Between the Marshal & the Vampire

"Nice try," Clay said with a sharp smile. "But you're not pushing me away. I reckon you're stuck with both of us. It's about time that you were the smart one and stopped resisting it."

"She should be yours alone," Vellum told him, his expression hard.

Clay squeezed the reins. "It's not up to me. She's made her choice."

"I could drive her back into your arms. You'd have what you wanted, and so would I: Mariel safe."

"Didn't know vampires were so self-sacrificing," Clay said sarcastically. Vellum's offer tempted, but only for a moment. "You can't change the way we feel. Or the way you feel, for that matter. So just accept that you're saddled with us."

He listened to Vellum mutter an expletive.

"I meant what I said," Clay went on as he checked to see that Mariel was on her way back to them through the scrub and trees. "I could be your backup in this. Mariel will kill me if something happens to you."

"So you're only looking out for yourself?" Vellum asked with a hint of wryness.

"Damn straight, I am." Clay faced him again. "I'll go with you. We'll settle this quickly and get on with our lives."

Vellum smiled, and Clay was sure what his answer would be. Right up until he said, "No."





11


"Tell me what your life was like in Everton Fort," Vellum asked one night, less than a week later.

Mariel exchanged a quick, fond smile with Clay. "It was wonderful."

With a stick, Vellum drew patterns in the dirt before the fire pit. His eyes glowed like coals. "Why was it wonderful? Indulge me with the details."

"Well," she began, as she thought back to their brief time there, "Clay pampered me in every way he could. He booked us the nicest room in the nicest inn. He took me out to the most delicious dinners every night. We went to shows. He bought me so many dresses—"

"None of which she now wears," Clay said with a chuckle.

"At your request," she reminded him archly. "But besides all of that, it was nice to relax and know that Beaufort had met justice and we were safe."

"I imagine most people would have been satisfied with such a life."

Mariel frowned slightly. "That's true. And I'm not saying I didn't appreciate everything we had there. I did."

"Clay seems to have done his utmost to impress you," Vellum noted.

"Because she deserves it," Clay said easily.

"You both do." Vellum tossed the stick into the fire. "I hope you realize that you will never again enjoy that lifestyle while you are with me. By aligning yourself with me you have thrown away all semblance of a comfortable life. You will never again be accepted by your friends and family. From now on you will be outcasts just as I am."

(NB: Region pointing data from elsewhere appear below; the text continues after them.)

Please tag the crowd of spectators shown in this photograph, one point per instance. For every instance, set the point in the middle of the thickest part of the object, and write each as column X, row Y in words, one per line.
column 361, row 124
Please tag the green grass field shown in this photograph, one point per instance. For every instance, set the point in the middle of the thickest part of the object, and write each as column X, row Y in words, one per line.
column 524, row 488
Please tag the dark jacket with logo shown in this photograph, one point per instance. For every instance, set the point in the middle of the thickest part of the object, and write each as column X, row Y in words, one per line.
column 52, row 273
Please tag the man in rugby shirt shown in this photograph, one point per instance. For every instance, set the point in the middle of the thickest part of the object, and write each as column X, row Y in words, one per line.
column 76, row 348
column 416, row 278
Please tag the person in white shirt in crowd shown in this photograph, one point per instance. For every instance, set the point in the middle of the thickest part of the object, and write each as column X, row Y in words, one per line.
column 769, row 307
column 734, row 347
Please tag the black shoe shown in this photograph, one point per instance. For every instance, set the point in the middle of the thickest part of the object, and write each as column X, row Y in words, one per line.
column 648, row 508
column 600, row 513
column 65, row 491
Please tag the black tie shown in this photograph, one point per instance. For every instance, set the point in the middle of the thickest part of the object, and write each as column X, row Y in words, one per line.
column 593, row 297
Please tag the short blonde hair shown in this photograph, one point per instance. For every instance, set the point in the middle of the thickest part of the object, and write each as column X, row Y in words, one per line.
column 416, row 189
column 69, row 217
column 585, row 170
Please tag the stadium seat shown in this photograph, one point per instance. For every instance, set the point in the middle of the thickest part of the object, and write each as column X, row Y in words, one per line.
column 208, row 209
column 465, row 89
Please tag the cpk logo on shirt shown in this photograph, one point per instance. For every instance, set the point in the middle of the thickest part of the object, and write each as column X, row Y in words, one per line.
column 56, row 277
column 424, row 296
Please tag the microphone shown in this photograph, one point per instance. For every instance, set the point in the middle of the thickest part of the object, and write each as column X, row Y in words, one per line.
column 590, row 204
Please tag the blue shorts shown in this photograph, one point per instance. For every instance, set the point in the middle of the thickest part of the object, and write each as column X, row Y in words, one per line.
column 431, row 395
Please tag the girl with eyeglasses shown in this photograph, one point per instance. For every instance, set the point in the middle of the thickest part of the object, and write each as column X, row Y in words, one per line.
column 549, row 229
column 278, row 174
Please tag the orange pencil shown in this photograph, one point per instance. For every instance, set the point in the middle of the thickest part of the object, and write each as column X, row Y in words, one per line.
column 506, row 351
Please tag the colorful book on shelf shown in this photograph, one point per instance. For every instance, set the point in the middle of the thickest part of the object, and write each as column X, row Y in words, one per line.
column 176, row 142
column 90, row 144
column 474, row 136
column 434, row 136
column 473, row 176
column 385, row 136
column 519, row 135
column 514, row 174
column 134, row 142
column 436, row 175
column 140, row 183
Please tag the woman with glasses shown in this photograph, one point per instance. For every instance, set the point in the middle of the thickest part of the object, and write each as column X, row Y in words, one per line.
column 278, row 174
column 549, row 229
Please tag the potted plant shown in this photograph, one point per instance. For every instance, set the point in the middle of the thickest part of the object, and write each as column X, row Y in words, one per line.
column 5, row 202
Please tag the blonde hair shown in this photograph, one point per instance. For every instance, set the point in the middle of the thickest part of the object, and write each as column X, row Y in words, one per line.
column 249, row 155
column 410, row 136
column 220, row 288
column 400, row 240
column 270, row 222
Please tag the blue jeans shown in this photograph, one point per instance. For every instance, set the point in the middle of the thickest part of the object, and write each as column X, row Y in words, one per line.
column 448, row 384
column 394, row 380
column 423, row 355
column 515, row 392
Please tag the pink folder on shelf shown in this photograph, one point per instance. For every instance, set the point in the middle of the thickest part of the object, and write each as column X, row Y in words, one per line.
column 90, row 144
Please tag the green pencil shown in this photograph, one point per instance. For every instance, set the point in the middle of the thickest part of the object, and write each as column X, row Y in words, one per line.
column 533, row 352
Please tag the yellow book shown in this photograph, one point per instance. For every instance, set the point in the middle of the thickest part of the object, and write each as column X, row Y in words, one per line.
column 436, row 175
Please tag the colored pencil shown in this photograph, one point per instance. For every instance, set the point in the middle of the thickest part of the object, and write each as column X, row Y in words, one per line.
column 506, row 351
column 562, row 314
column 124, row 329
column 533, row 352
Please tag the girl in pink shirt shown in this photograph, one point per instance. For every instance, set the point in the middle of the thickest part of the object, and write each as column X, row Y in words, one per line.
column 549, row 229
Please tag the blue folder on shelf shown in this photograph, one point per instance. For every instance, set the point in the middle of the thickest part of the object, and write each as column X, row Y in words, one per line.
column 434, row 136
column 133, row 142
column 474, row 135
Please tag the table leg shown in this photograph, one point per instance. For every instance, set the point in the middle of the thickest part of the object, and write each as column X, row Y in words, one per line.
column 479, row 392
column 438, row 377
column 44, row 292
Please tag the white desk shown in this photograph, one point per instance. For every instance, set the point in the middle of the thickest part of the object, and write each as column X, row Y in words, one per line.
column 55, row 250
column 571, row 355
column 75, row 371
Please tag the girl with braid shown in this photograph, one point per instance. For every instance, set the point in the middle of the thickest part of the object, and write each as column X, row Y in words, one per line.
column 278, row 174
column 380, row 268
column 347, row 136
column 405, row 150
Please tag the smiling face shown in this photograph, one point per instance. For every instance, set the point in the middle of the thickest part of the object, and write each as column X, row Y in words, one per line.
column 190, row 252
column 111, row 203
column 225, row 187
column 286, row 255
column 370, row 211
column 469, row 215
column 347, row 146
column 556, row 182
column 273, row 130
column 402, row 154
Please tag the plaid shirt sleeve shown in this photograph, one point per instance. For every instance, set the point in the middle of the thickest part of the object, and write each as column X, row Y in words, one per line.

"We talked about it." Mariel held the vampire's gaze. "We knew what would happen when we came for you."

"Did you truly? What kind of life will this be? Do you intend to make your home with me in Shadow Valley Territory? Live amongst the vampires, knowing that they'll follow your every move obsessively because they hunger to drink your blood? Or will we live here, where your presence by my side makes you just as guilty for every vampire crime committed in Mountain Sky? Either option, Mariel, promises death."

"Lots of things promise death," she told him evenly. "But not so many things promise happiness. Or pleasure. Those things are rarer. We came for those."

"Sentimental fools," he muttered, but his voice lacked rancor. The stiff line of his shoulders visibly softened.

Sensing that Vellum had given up attempting to drive them off, Mariel reached for Clay's hand and held it.

"Would you like to hear about the very first time that Clay attempted to help me pick out a dress?" Her voice held laughter as she recalled the memory. Beside her, Clay muttered beneath his breath.

Black vampire eyes lifted to her, glanced at their linked hands, then rose again to her face. Vellum slowly grinned.

"It sounds amusing at the expense of our dear Marshal. I would love to hear every detail."

Clay sighed. "Of course you would."

So Mariel related a story from a life they would never know as a trio, and if Vellum was jealous, nothing in his handsome, smiling face revealed it.

"I may have looked like a buffoon," Clay said when she finished, "but I reckon I did as well as any man could have under the circumstances."

Vellum seemed intrigued by that. "You believe men have no business knowing about women's fashions?"

"How could I have?"

"You've had previous lovers. A mother. Perhaps a sister? Your ignorance is your own."

Mariel hid a smile behind her hand as Clay made a sound indicating his annoyance.

"And what do you know about women's fashions?" he challenged the vampire.

Vellum shrugged casually. "I know that the thickest fabric is the most tiresome to wash but will endure the longest. I know that the wrong color gingham can make a woman too pale, and that smaller flower patterns are more flattering than larger ones. I know that lace is beautiful but can chafe against bare skin. I know that too many buttons can make a man go mad."

He said the last with a faraway look, as though he were remembering that effort.

"Were you ever married, Vellum?" Mariel asked gently.